Stripe: Tensor Compilation via the Nested Polyhedral Model
This addresses the challenge for ML engineers and hardware developers who face excessive effort in maintaining state-of-the-art performance with hand-tuned kernels, offering a more scalable solution.
The paper tackles the problem of generating high-performance code for rapidly evolving hardware and machine learning libraries by introducing Stripe, an intermediate representation based on the Nested Polyhedral Model, which enables a compiler that allows independent development of algorithms, optimizations, and hardware accelerators, resulting in improved design exploration over traditional methods.

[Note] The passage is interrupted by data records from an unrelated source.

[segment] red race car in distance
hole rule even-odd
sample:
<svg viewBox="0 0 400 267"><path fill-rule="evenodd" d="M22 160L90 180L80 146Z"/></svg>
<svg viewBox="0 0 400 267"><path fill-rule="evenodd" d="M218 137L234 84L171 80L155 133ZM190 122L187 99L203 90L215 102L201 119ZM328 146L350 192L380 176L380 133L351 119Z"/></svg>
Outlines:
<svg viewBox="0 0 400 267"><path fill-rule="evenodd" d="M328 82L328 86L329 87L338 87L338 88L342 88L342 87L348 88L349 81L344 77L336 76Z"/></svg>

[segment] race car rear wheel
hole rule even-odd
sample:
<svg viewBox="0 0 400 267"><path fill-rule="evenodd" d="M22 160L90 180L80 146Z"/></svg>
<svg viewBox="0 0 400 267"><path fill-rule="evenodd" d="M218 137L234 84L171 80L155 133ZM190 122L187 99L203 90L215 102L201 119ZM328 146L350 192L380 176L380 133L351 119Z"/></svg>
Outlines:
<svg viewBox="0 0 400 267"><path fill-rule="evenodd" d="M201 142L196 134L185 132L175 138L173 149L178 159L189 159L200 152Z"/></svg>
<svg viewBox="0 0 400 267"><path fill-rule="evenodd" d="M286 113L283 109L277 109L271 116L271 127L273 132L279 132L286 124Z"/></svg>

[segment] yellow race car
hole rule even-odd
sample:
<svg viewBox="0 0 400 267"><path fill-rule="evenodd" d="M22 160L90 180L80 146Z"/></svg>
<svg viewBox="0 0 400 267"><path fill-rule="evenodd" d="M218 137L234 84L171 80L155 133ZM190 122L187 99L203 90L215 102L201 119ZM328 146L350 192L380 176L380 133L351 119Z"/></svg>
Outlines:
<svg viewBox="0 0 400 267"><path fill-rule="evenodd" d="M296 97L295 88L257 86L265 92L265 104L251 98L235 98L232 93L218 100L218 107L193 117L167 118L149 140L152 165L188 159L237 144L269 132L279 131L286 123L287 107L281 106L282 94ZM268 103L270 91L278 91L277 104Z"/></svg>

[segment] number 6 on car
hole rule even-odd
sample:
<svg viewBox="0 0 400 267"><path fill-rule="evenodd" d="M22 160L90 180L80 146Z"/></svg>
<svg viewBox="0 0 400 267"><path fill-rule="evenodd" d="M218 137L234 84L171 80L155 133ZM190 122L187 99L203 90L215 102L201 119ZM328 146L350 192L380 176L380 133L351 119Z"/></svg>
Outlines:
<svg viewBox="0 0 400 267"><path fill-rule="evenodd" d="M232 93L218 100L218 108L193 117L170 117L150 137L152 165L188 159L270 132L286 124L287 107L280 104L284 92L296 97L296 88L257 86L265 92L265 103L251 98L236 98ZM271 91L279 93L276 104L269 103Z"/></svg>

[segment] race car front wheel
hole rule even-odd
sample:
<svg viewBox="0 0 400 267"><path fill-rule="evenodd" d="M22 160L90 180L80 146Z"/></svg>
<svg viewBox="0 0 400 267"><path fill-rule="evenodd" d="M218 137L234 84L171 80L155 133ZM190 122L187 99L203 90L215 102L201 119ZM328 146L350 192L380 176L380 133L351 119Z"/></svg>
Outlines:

Hardware architectures and machine learning (ML) libraries evolve rapidly. Traditional compilers often fail to generate high-performance code across the spectrum of new hardware offerings. To mitigate, engineers develop hand-tuned kernels for each ML library update and hardware upgrade. Unfortunately, this approach requires excessive engineering effort to scale or maintain with any degree of state-of-the-art performance. Here we present a Nested Polyhedral Model for representing highly parallelizable computations with limited dependencies between iterations. This model provides an underlying framework for an intermediate representation (IR) called Stripe, amenable to standard compiler techniques while naturally modeling key aspects of modern ML computing. Stripe represents parallelism, efficient memory layout, and multiple compute units at a level of abstraction amenable to automatic optimization. We describe how Stripe enables a compiler for ML in the style of LLVM that allows independent development of algorithms, optimizations, and hardware accelerators. We also discuss the design exploration advantages of Stripe over kernel libraries and schedule-based or schedule-space-based code generation.